Él abrió los ojos, encontrándose como siempre en el océano de sangre, sentado en el suelo y encadenado a la sangre.
Toru quería ignorar lo que esta mujer decía, pero ella solo seguía hablando sin parar.
[Tu lo sabes bien, mi niño.
Sigues siendo el mismo niño egoísta y cruel] Toru suspiró… “Tú no sabes nada.
Nunca sabes nada.
No me conoces y no sabes lo que quiero.
¿Cómo podrías conocerme?
Si en ese momento tú nunca te tomaste la molestia de conocer a tu propio hijo.
No tienes derecho a decir nada, no tienes derecho a pensar en mí como una mala persona cuando tú fuiste peor”, dijo Toru, abrazándose a sí mismo y escondiendo la cabeza entre las rodillas.
Biserka se rió y las almas a su alrededor parecieron hacer lo mismo.
Sonaba como un coro infernal haciendo eco con susurros de ultratumba.

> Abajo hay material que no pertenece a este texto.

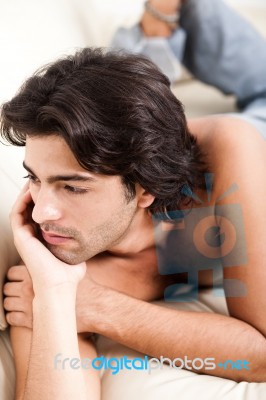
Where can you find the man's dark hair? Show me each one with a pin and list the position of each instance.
(118, 115)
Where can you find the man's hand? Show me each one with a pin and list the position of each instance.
(19, 296)
(46, 271)
(152, 26)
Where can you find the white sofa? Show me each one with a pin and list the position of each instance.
(47, 29)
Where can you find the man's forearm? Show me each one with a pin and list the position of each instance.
(159, 331)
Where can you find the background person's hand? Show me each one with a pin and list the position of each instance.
(46, 271)
(152, 26)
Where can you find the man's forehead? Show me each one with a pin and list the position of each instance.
(52, 153)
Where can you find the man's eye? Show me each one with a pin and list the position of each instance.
(75, 190)
(30, 177)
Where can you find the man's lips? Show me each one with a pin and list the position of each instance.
(54, 238)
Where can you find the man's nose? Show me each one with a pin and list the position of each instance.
(46, 207)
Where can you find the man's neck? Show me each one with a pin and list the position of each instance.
(137, 239)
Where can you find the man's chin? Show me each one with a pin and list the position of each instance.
(67, 257)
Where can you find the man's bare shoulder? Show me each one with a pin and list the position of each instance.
(232, 147)
(224, 133)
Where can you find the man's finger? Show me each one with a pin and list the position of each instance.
(18, 273)
(13, 304)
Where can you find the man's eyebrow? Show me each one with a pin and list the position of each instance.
(55, 178)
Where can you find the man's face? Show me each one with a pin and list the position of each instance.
(80, 213)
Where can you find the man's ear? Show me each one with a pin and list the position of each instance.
(145, 199)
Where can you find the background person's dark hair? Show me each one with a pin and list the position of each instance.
(117, 114)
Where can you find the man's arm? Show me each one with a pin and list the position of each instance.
(54, 320)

[No hay más ciego que el que no quiere ver] Puede que el alma de esta mujer sea hipócrita, pero ella tenía fundamentos para decir eso.
Acercándose al alma de su hijo, Biserka le cubrió los ojos con las manos a Toru, siendo esto un simbolismo a lo que ella acababa de decir.
Alguien que no quiere ver… Ella entonces le susurró al oído.
[En algún momento te romperás.
No podrás soportar más y finalmente te perderás a ti mismo.
Nosotros estaremos esperando ese momento.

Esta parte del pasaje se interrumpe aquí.